Phase 4 – Continuation: Program’s ongoing success will be dependent on constant adaptation, revision, and improvement through a long-term creative process over the period of time in which funding is available. A team of individuals can (permitting resources) eventually be developed to do the community assessments, interviews and design educational materials themselves, helping to spread the program farther out across the counties in the area, to any community in need. A leadership structure can then be developed to help maintain oversight and spread the effectiveness of the educational outreach to any community that requests it.
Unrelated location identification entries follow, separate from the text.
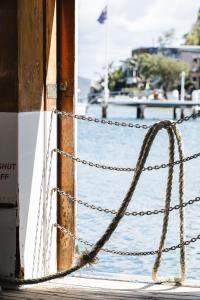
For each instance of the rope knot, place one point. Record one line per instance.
(86, 259)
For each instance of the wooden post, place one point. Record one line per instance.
(66, 141)
(140, 112)
(28, 135)
(174, 113)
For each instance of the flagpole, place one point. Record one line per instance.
(106, 78)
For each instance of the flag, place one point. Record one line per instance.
(103, 16)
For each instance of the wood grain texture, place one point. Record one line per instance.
(102, 288)
(50, 44)
(8, 56)
(30, 55)
(66, 178)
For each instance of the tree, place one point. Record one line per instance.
(193, 37)
(161, 71)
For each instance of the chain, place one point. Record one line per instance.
(122, 169)
(127, 253)
(134, 213)
(63, 114)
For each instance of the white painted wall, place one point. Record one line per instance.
(27, 140)
(37, 178)
(8, 191)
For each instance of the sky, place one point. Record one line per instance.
(132, 24)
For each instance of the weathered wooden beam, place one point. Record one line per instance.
(66, 141)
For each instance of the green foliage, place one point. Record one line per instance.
(193, 37)
(161, 71)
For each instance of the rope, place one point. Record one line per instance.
(167, 205)
(90, 256)
(125, 252)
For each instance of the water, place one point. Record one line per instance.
(120, 146)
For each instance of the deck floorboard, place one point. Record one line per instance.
(84, 287)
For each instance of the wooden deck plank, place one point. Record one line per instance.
(102, 287)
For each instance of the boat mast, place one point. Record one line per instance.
(106, 78)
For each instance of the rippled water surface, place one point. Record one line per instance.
(120, 146)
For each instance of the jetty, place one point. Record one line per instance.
(141, 105)
(102, 286)
(38, 201)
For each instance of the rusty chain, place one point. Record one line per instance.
(134, 213)
(123, 169)
(128, 253)
(63, 114)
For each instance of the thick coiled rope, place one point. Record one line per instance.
(89, 257)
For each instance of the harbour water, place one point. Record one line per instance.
(120, 146)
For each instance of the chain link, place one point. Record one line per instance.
(127, 253)
(134, 213)
(63, 114)
(122, 169)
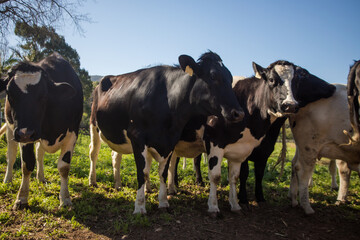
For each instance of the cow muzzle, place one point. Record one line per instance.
(289, 107)
(24, 135)
(236, 116)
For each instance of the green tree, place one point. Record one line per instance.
(52, 13)
(39, 42)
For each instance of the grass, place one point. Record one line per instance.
(105, 210)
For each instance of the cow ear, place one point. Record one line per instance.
(3, 83)
(260, 72)
(63, 90)
(188, 65)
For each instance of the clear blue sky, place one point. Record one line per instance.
(322, 36)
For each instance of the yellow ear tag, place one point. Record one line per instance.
(189, 70)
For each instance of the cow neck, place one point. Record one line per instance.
(254, 96)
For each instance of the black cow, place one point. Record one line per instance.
(44, 105)
(309, 89)
(353, 92)
(264, 98)
(144, 112)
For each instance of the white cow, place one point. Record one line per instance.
(318, 131)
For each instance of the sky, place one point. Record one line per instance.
(322, 36)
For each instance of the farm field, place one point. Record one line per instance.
(104, 213)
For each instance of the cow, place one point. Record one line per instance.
(318, 130)
(145, 112)
(309, 89)
(353, 92)
(44, 105)
(266, 99)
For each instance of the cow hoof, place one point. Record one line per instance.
(118, 187)
(164, 205)
(245, 207)
(294, 203)
(172, 192)
(140, 211)
(7, 179)
(262, 204)
(18, 205)
(215, 215)
(309, 211)
(65, 203)
(200, 184)
(340, 202)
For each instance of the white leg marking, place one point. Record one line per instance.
(148, 161)
(94, 153)
(140, 201)
(171, 174)
(23, 194)
(140, 195)
(64, 167)
(304, 174)
(116, 161)
(234, 171)
(332, 170)
(10, 154)
(214, 177)
(40, 152)
(344, 175)
(163, 202)
(294, 185)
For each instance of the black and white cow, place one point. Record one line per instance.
(264, 98)
(309, 89)
(145, 112)
(353, 92)
(44, 105)
(322, 129)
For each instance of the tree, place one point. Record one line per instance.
(47, 13)
(39, 42)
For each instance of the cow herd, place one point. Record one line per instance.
(166, 112)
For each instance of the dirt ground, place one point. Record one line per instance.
(265, 222)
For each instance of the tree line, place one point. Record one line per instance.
(34, 23)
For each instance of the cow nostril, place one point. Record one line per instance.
(237, 115)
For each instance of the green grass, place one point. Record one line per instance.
(111, 211)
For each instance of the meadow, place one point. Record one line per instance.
(104, 213)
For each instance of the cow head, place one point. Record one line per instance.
(28, 93)
(212, 93)
(279, 76)
(353, 92)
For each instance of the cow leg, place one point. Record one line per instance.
(40, 152)
(215, 158)
(94, 146)
(174, 161)
(294, 184)
(259, 167)
(64, 160)
(197, 164)
(27, 166)
(147, 169)
(244, 174)
(10, 155)
(176, 174)
(344, 176)
(163, 172)
(332, 170)
(140, 154)
(305, 170)
(234, 171)
(116, 161)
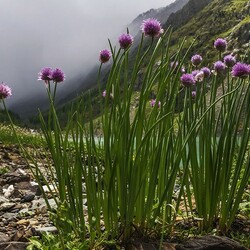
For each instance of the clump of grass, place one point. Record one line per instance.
(26, 136)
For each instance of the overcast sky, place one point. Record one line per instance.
(59, 33)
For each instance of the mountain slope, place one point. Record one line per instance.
(229, 19)
(161, 14)
(203, 20)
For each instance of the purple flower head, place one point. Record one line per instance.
(241, 70)
(193, 93)
(196, 60)
(104, 55)
(195, 72)
(153, 101)
(45, 74)
(187, 80)
(229, 60)
(151, 27)
(57, 75)
(5, 91)
(125, 40)
(206, 72)
(220, 44)
(219, 67)
(174, 67)
(199, 76)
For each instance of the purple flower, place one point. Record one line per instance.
(45, 74)
(187, 80)
(153, 101)
(125, 40)
(104, 55)
(5, 91)
(57, 75)
(241, 70)
(199, 76)
(220, 44)
(229, 60)
(206, 72)
(174, 67)
(195, 72)
(151, 27)
(196, 60)
(219, 67)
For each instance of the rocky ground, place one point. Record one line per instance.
(23, 211)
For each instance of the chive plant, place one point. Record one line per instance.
(195, 132)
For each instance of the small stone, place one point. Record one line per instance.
(3, 237)
(23, 222)
(210, 243)
(9, 215)
(13, 245)
(15, 177)
(6, 206)
(46, 229)
(28, 198)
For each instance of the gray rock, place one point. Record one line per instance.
(15, 177)
(210, 243)
(28, 198)
(3, 237)
(13, 245)
(6, 206)
(46, 229)
(8, 216)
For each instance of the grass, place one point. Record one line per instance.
(26, 136)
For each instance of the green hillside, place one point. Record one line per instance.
(220, 18)
(204, 21)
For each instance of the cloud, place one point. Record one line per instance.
(58, 33)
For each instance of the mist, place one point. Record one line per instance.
(58, 33)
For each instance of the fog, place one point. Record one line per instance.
(58, 33)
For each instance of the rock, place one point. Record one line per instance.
(6, 206)
(13, 245)
(15, 177)
(28, 198)
(46, 229)
(3, 237)
(7, 192)
(23, 222)
(9, 216)
(210, 243)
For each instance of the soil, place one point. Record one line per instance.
(23, 212)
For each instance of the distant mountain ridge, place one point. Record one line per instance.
(203, 20)
(161, 14)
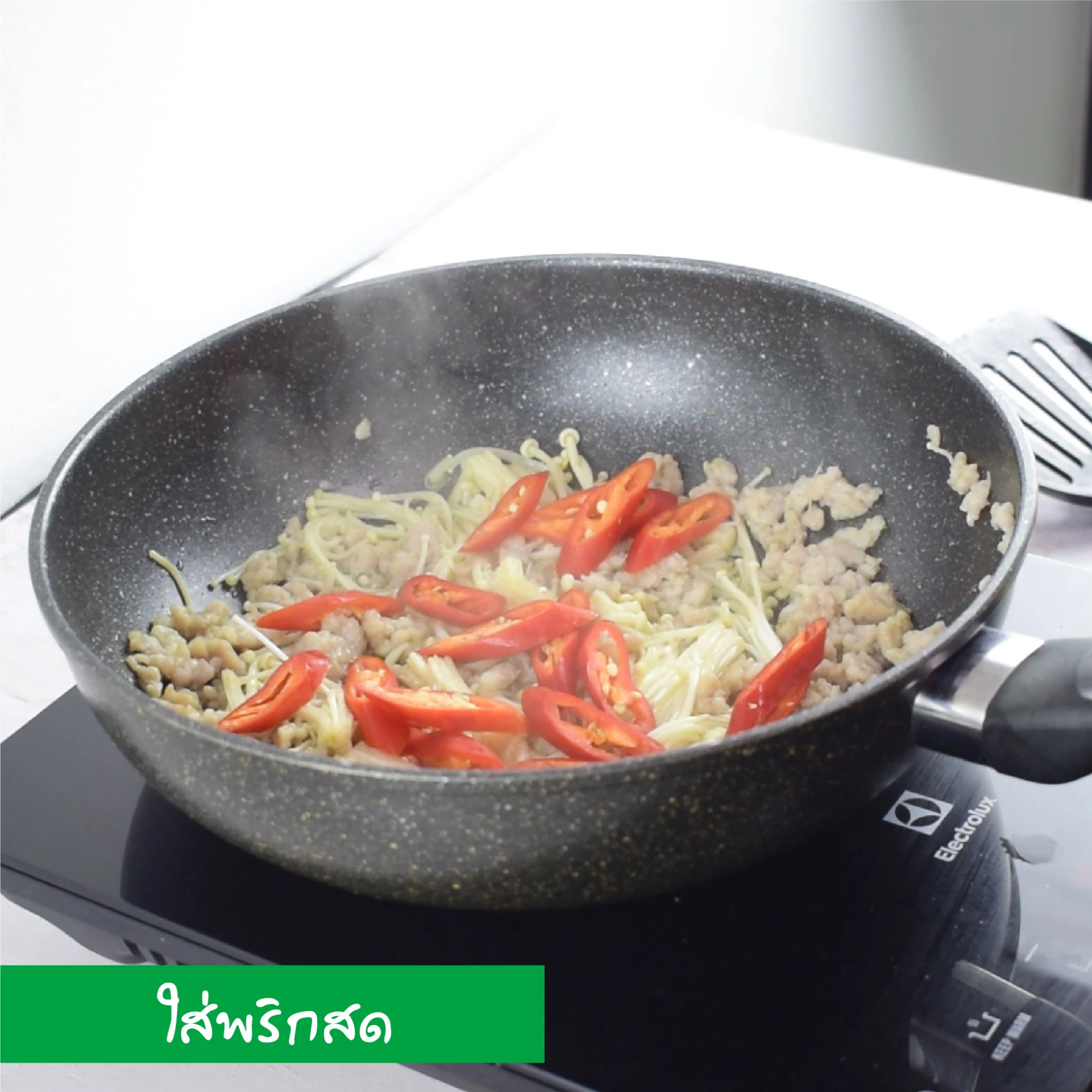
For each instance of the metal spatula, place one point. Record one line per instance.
(1045, 373)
Conclusion: With a captivating personality and presentation style, I intend to forward my enthusiasm for mental health awareness and take a common sense approach to living beside people who are mentally ill, and how they all can thrive together. Making the poorest, most disadvantaged populations aware of this internal-crisis of neglect is essential. We intend to provide them with logical, easily comprehensible solutions and resources at all junctures, which will have a huge impact on all individuals in surrounding communities (if not by word-of-mouth but also by improved conditions). If communities can begin to take individual responsibility for their mentally ill, there will be fewer times a not properly trained police officer is called to deal with someone in a mental health crisis. There will be less need for people to be dependent on county resources if individuals are being assisted by their communities and families. The only thing this program can do, is help people understand what mental illness is, and how to handle it when it is a local issue. We are going to take fear and stigma out of the myriad cultural misconceptions and reduce the issue of community mental illness down to the simple practicalities: Taking care of it themselves means fewer people will accidentally be hurt, die, or be forgotten; otherwise diminishing the integrity/perception of the surrounding community. I do believe that once the program is developed, the effects will be wide-reaching. This program, if funded, can save the city and surrounding county governments lost time and resources that will no longer need to be dedicated to addressing mentally ill individuals who have no place else to go.